"Darling, where are you?" may sound a bit catchy but it describes well what acoustic scene classification is about. When interacting with mobile devices we expect relevant information to be presented with a minimum of input effort. What is relevant depends on the context in which we are acting. If we are requesting a route information while sitting at a bus stop we most probably are looking for directions for travel via a bus, while at a railway station we most probably are looking for a train connection. One possibility for a device to identify the context is via geolocation information. But this information may not be available inside buildings. An alternative approach is the analysis of ambient sound.
This project demonstrates how a convoluted neural network can be used for acoustic scene classification.
Recordings made available as part of the DCASE (Detection and Classification o Acoustic Scenes and Events) 2019 challenge are used as input data. These comprise 14400 audio files recorded in 10 settings in 10 different cities.
The recordings are converted to log-frequency short time power spectrograms.
Two different augmentation methods were used. While time warping proved benefical random masking of frequency bands showed a negative effect.
After applying a hyperparameter optimization settings where identified with an accuracy of 69.7 % for the validation data set.
Hence acoustic scene classification seems to be a feasible approach for providing context dependent information.
The main files to look at are the Jupyter notebook acoustic_scene_classification.ipynb and the blog in blog/index.html.
- acoustic_scene_classification.ipynb - Jupyter notebook
- acoustic_scene_classification.html - HTML export of the Jupyter notebook
- blog/index.html - an overview article
- data/download.sh - a script to download the raw data used
- convert.py - Python script to create log-frequency power spectrograms
- split.py - Python script to split the data into training, validation and test
- train.py - Python script to train the neural network
- predict.py - Python script to make predicitions base on the network
It is assumed that you are running in a Anaconda environment with the packages mentioned in the "Software used" chapter installed and are using a Posix operating system, e.g. Debian Buster.

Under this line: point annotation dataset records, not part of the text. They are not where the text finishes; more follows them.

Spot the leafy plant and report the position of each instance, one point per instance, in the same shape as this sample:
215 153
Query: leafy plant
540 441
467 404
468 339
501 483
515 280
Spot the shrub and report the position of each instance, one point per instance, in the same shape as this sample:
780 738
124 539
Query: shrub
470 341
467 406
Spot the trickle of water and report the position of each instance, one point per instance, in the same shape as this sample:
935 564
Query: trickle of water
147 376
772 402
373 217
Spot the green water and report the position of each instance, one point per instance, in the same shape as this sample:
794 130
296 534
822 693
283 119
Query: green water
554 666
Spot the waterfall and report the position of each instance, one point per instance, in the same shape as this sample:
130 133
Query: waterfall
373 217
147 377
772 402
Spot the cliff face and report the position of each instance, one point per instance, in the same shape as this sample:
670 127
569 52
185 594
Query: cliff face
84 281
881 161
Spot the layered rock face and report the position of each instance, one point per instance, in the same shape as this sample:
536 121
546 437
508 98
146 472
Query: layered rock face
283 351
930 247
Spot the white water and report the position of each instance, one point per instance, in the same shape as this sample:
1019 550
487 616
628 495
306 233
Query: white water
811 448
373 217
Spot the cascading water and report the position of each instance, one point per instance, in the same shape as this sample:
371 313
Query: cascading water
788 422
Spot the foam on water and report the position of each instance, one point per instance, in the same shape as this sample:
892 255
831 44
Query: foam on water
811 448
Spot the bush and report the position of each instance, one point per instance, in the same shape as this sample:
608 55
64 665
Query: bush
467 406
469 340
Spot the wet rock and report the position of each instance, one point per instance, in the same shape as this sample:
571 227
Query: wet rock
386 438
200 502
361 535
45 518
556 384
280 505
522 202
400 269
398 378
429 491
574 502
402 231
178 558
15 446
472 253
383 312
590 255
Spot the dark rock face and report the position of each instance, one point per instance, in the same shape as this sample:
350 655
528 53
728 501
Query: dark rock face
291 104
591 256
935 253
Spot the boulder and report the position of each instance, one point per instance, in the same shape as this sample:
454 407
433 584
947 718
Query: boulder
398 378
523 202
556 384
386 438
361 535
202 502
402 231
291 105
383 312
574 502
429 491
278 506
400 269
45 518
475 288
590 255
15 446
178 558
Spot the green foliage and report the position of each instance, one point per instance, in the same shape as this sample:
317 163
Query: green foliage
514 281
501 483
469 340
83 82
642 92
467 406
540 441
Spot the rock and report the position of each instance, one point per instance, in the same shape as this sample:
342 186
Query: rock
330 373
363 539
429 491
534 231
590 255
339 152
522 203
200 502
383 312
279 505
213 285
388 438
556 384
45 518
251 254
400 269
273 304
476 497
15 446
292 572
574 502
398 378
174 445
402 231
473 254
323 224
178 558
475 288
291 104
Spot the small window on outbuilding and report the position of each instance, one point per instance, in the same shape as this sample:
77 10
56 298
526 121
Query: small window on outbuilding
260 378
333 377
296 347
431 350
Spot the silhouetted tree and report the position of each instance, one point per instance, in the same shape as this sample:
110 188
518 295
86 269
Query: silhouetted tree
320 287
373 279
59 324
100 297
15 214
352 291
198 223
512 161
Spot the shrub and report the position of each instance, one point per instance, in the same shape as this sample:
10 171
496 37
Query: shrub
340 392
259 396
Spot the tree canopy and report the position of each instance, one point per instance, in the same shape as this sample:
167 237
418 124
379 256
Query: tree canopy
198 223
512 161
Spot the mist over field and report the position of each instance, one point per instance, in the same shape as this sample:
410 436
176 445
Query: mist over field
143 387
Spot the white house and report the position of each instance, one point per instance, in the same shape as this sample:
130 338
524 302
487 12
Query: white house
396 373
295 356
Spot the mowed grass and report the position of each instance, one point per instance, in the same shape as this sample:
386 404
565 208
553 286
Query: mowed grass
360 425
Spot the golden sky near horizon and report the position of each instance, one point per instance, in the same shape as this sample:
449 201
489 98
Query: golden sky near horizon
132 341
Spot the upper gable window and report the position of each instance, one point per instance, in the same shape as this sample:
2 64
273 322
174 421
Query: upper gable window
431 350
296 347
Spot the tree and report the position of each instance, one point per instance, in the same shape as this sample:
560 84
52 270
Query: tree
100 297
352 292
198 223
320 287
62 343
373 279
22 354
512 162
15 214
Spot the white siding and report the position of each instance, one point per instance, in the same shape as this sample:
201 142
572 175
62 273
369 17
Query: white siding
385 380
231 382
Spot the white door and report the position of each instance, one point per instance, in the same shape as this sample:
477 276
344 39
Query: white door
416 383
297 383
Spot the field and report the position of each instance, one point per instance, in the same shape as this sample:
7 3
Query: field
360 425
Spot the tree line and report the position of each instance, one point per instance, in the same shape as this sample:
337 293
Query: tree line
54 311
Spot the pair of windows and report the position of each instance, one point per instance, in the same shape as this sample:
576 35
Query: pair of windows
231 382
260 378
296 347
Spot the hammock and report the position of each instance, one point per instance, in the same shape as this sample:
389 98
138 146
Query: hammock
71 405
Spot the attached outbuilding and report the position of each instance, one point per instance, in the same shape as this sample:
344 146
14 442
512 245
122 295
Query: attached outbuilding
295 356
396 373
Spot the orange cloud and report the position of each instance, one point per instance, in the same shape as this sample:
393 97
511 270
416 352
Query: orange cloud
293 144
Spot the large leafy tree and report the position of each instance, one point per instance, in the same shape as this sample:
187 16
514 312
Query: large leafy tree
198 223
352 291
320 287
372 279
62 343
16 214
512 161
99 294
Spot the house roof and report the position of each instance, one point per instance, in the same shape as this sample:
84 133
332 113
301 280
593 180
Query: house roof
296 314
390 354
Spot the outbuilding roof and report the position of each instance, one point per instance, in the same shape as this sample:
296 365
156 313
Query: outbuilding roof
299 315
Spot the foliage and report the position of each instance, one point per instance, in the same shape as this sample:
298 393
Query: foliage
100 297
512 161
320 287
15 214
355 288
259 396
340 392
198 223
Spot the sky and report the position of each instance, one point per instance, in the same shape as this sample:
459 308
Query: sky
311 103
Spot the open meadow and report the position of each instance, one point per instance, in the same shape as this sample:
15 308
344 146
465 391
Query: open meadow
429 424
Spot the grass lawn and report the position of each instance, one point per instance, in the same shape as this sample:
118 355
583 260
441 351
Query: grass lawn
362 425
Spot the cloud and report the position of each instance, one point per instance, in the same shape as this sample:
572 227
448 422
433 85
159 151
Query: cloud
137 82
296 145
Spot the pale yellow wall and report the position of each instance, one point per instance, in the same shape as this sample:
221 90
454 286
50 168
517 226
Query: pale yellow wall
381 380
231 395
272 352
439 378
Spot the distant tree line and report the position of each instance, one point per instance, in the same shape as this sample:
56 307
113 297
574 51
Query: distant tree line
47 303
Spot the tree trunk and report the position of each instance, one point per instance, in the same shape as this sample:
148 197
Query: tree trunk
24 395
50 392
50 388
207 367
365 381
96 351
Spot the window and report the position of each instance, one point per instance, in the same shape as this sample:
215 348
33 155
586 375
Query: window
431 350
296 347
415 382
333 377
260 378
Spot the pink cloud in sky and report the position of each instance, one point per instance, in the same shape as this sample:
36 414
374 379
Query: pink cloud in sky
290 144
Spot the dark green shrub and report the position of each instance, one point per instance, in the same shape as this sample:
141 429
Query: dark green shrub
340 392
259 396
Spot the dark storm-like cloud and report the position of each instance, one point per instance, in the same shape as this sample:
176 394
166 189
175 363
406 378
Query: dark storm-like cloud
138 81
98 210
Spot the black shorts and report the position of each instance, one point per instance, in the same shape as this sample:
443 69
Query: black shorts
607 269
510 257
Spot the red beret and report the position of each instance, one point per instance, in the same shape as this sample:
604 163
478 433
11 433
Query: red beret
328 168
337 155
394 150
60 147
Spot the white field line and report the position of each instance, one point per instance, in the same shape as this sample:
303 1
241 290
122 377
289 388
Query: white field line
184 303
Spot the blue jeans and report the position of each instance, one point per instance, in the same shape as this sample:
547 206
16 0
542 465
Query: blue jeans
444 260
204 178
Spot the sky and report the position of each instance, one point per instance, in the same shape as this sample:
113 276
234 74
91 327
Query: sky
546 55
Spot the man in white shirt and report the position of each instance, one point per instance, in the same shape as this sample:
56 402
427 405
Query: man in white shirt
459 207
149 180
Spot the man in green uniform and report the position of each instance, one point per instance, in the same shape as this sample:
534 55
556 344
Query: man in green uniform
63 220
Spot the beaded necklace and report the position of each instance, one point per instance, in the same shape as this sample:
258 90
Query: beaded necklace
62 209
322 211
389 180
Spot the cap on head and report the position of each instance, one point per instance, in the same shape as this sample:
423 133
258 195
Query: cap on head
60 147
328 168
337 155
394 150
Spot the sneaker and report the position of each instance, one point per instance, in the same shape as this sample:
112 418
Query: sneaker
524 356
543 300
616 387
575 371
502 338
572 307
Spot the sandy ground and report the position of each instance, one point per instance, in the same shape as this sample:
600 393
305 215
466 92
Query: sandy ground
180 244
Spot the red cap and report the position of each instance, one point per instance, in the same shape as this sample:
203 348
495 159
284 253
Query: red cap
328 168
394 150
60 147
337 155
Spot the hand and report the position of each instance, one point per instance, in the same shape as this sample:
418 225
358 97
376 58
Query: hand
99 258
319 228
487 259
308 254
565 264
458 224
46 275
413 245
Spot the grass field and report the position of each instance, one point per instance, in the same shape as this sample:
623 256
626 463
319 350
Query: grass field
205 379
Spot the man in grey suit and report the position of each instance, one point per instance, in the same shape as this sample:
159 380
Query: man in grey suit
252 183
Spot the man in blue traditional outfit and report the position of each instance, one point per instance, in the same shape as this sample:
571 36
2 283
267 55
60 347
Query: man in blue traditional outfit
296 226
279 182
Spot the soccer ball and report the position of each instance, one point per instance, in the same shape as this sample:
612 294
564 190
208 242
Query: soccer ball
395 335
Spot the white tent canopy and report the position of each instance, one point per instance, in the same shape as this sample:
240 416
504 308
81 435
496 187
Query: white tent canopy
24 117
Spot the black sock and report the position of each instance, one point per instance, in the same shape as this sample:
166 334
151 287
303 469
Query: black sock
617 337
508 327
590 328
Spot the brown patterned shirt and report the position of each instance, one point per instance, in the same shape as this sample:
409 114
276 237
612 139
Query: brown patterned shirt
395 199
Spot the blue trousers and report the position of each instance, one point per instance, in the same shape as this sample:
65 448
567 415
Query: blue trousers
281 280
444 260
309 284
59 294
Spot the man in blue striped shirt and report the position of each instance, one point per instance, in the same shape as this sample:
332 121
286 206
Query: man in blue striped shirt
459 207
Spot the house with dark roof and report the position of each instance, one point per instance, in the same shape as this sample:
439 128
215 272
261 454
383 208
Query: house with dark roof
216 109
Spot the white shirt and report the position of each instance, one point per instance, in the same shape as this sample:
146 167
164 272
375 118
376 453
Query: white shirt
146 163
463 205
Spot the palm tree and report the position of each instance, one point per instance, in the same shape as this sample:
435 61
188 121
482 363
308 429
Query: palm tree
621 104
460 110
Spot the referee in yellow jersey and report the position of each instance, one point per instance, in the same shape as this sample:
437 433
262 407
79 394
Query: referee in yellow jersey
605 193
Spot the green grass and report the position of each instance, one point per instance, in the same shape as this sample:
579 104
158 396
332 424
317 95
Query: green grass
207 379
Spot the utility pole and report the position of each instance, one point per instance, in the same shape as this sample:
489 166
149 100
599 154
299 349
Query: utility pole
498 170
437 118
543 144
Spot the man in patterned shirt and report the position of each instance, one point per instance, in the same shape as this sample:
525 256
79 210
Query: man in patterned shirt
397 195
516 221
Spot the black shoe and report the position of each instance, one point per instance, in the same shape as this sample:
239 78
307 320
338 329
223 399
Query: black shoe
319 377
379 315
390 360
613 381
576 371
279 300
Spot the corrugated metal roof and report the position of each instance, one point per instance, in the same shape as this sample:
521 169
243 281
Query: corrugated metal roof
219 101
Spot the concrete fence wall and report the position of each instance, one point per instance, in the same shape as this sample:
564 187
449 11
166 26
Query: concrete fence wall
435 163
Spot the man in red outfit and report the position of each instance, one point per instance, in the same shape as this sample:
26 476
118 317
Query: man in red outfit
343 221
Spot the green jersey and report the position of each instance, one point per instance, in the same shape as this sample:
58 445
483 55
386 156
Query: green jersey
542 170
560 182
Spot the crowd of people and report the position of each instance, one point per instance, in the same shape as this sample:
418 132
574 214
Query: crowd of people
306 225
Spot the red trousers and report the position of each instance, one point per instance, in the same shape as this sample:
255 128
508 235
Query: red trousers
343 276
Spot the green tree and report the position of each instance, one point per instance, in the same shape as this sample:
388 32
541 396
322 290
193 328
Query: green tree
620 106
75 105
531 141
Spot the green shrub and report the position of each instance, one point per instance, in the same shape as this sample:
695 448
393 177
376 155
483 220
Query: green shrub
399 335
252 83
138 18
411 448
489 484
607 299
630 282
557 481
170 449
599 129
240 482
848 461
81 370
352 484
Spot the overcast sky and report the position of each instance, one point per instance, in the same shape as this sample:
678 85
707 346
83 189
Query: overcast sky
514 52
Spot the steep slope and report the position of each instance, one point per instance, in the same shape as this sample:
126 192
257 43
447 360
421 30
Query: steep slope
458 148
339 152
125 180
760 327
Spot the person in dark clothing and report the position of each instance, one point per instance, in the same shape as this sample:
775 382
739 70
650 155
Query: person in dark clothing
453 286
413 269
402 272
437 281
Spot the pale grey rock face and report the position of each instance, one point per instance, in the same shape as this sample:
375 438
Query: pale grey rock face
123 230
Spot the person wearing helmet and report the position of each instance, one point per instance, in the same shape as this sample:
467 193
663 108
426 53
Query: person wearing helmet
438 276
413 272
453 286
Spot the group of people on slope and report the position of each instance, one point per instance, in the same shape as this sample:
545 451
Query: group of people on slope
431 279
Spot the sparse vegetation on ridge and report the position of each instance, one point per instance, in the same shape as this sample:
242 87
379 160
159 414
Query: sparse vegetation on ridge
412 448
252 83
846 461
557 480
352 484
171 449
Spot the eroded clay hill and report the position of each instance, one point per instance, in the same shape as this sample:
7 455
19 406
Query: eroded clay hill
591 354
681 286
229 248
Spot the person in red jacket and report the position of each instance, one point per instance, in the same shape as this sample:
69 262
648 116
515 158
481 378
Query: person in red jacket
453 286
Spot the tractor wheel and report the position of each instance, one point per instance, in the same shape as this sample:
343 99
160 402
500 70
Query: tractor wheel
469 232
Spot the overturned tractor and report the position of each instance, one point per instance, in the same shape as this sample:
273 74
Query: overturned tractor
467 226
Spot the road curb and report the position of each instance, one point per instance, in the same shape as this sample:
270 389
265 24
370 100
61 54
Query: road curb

You will need at least 85 GiB free disk space for the data. Check it with
df .
You will need at least 6 GiB video memory. Check it with
nvidia-smi
Download the raw data (34 GiB) and extract the zip files
cd data/ && ./download.sh && cd ..
Convert the data to spectrograms
mkdir -p data/spectrograms/
python convert.py data/TAU-urban-acoustic-scenes-2019-development/audio/ \
data/spectrograms/
Split the data into training, validation, and test sub-sets
mkdir -p data/splitted/
python split.py data/spectrograms/ data/splitted/
Now all prerequites are set up and you can run the Juypter notebook
jupyter notebook
Train the neural network. This will take several hours.
python train.py --epochs 64 data/splitted
Or use the checkpoint created by running the Jupyter notebook.
After the network is trained a checkpoint file 'checkpoint.pt' is saved. This file is needed as prediction. By default the file is saved in the current directory.
The console outputs shows the training progress.
To show all available parameters of train.py you can use
python train.py --help
The checkpoint can now be used to make predictions by applying the trained model to a spectrogram:
python predict.py data/spectrograms/bus/milan/1115-42136-a.png checkpoint.pt
The console output shows the propabilities of the top five categories.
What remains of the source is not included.